Exports grew 6.3 per cent quarter-on-quarter, marking the highest growth since the second quarter of 2002 when Japanese shipments expanded 6.4 per cent.

Kyohei Morita, an economist with Barclays Capital, told the AFP news agency that “this is still a recovery underpinned by government policy measures and far from a self-sustaining turnaround”.

Export-dependent Japan was hard-hit by the global financial crisis as demand for its cars and electronics dried up in many industrialised countries.

Jobs cut

Major companies such as Toyota and Sony cut back on production and slashed thousands of jobs, causing the country’s jobless rate to hit 5.4 per cent in June, a six-year high.

That unemployment figure continues to worry politicians and economists, who warn that the recovery could quickly run out of steam because salaries are plunging and the lift in spending from ecological incentives is not expected to last for long.
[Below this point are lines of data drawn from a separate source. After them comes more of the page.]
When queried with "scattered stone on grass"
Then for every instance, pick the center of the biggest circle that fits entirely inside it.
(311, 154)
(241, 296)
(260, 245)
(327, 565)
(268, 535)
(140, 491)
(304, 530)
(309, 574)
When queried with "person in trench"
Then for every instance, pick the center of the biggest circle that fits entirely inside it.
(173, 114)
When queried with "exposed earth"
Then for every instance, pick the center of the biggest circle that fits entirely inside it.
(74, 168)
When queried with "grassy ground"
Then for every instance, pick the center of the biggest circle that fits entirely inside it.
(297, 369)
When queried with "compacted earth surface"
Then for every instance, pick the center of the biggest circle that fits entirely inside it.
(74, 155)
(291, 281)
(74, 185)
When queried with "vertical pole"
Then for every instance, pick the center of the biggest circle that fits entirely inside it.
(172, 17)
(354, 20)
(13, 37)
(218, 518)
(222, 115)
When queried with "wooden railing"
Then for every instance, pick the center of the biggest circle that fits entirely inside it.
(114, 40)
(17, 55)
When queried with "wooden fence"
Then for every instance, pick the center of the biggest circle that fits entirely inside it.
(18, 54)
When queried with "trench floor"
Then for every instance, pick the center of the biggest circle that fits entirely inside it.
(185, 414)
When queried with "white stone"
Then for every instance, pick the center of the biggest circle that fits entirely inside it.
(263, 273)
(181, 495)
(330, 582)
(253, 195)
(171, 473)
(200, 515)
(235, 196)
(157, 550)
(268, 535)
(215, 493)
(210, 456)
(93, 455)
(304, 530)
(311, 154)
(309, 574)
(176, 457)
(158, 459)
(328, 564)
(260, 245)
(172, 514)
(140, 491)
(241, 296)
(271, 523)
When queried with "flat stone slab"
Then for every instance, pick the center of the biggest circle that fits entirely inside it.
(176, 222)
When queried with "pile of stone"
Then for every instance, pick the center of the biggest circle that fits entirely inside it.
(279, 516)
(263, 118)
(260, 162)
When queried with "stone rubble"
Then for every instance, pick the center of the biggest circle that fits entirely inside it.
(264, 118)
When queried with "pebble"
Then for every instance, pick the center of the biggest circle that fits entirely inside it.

Compensation for employees dipped 1.7 per cent in the April-June quarter, while consumer spending edged up a weak 0.8 per cent.

Hiroshi Watanabe, an economist with Daiwa Institute of Research in Tokyo, told the Associated Press that “with payments falling, it’s really hard to expect individual spending to hold up”.

Yoshimasa Hayashi, the economy and fiscal policy minister who said the economy has been recovering despite the “tough environment”, conceded that “risk factors” remain, including high unemployment and sluggish production, Kyodo News reported.

Still, the rebound is welcome news for Taro Aso, the prime minister, whose long-ruling party risks being swept from power in an election at the end of this month amid discontent about the country’s worst recession in decades.